4 August 2023 by Jennifer
A comment written by me in discussions in 2021. Still relevant, so I thought it would be useful to have it documented in public here.
Context
- BiCon is an annual social/educational gathering, for bi people in the UK and “anyone with a positive interest in bisexuality”.
- There are BiCon Guidelines which describe what it’s meant to be like.
- BiCon Continuity is a legal entity which, these days, looks after BiCon’s money. As I mention in the comment, this didn’t exist back in the 1990s.
- Another thing I refer to in this comment is the “DMP”. That was the “Decision-Making Plenary”. It still exists, but it’s not officially called that any more: the name was changed (I think in 2022) to be “BiCon Decides”. It’s a BiCon session every year where whoever’s there gets to vote on things about BiCon. The word “plenary” is often used to signal “we want everyone to go to this session, so we don’t schedule other stuff at the same time”.
This bit is the actual comment from 2021
Source: my recollection of the discussions/arguments/concerns which were current around 1995-1998, and the meeting itself where the Guidelines were first voted in.

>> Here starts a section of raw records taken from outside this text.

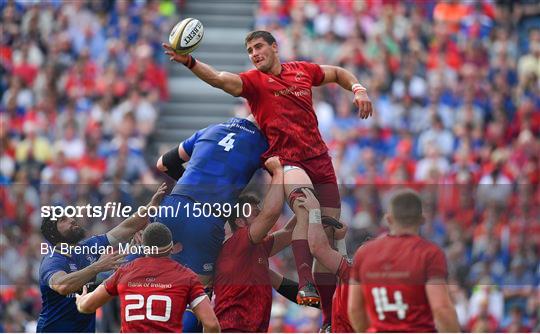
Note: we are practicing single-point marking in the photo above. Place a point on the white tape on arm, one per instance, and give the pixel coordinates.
(315, 216)
(341, 245)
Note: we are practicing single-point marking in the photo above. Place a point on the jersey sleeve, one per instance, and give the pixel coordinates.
(189, 143)
(316, 73)
(436, 265)
(111, 283)
(196, 289)
(51, 265)
(344, 270)
(357, 264)
(268, 243)
(249, 85)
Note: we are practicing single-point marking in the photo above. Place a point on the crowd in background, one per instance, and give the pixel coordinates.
(456, 92)
(80, 91)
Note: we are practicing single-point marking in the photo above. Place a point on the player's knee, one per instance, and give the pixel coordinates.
(159, 164)
(295, 194)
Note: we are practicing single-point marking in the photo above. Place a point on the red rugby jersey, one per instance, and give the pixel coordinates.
(283, 107)
(340, 317)
(393, 271)
(153, 294)
(242, 284)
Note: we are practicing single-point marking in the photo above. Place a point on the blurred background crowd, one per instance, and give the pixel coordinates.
(456, 91)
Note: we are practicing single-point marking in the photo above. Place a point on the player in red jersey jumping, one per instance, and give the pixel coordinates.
(399, 279)
(335, 260)
(280, 99)
(154, 290)
(242, 283)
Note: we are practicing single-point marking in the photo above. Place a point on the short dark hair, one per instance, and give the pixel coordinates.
(406, 207)
(268, 38)
(157, 234)
(49, 228)
(236, 214)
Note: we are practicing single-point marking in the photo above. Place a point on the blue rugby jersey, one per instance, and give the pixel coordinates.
(224, 157)
(59, 313)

To me the Guidelines are, or were meant as, a framework for creating shared expectations.
The point wasn’t that you had to do them all. The point was that you EITHER had to do them OR you had to say up front that you weren’t gonna, which might mean that the DMP didn’t vote for you to run BiCon.
(There was no BiCon Continuity in those days. One team would hand the money direct to the next team. If more than one group wanted to run the next BiCon, then either people would talk it out like “Okay, you do next year and we’ll do 2 years from now”, or the DMP would vote on it. The formal hand-over was at a DMP. That’s a bit oversimplified but that’s the gist of it.)

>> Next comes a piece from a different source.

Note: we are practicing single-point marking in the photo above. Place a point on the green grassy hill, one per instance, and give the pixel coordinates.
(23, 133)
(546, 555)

The point of having Guidelines was so that when, as a BiCon participant, you voted in a team to run a future BiCon, you knew what you were getting.
(Or at least, you knew what the team was committing to, even if in practice there were reasons why they didn’t manage to deliver.)
The concern* which the Guidelines would answer was like: “But what if someone says they’re doing BiCon, and then they decide that their BiCon is going to be a cruise to the Bahamas which costs like a thousand pounds each.”
Or, for a less far-fetched example: any team could decide not to have the sliding scale fees, and nobody would have any comeback – because they’d never said in the first place there would be sliding scale fees, all they’d said was “we will run a BiCon”.
I think since 1998, there has been a kind of, not exactly “scope creep”, but some kind of “people forgot what these were really for”, which has turned them into RULES. They weren’t meant to be rules. They were meant to be a starting point for a negotiation between a potential team and the wider community.
Notes
Original comment was made 18 August 2021, as part of discussions about making BiCon better, especially as regards anti-racism. Lightly edited for clarity.
* “The concern”: I might’ve overstated this; maybe it was “a concern”, and there were some other concerns floating around too. However, the potential of “people could do any old thing and call it BiCon” was certainly central to the discussions I remember.
I like the analogy that they’re a recipe.
You can play with a recipe, but if you do away with the pizza base, it’s no longer a pizza even if all the toppings remain.
Similarly, if you want to change it so that you add meat to a previously veggie recipe, it would be a Really Good Idea to tell everyone else first.
The guidelines happened, in very large part, because the team at that year’s BiCon had decided not to have a sliding scale for tickets – it made the budgeting much easier!
The community’s reaction to that shocked them, and they ended up having one. Had there been some guidelines before then, the organisers would have been spared some emotional scars.
Do away with the sliding scale, and as far as the community is concerned, it’s no longer a ‘BiCon’.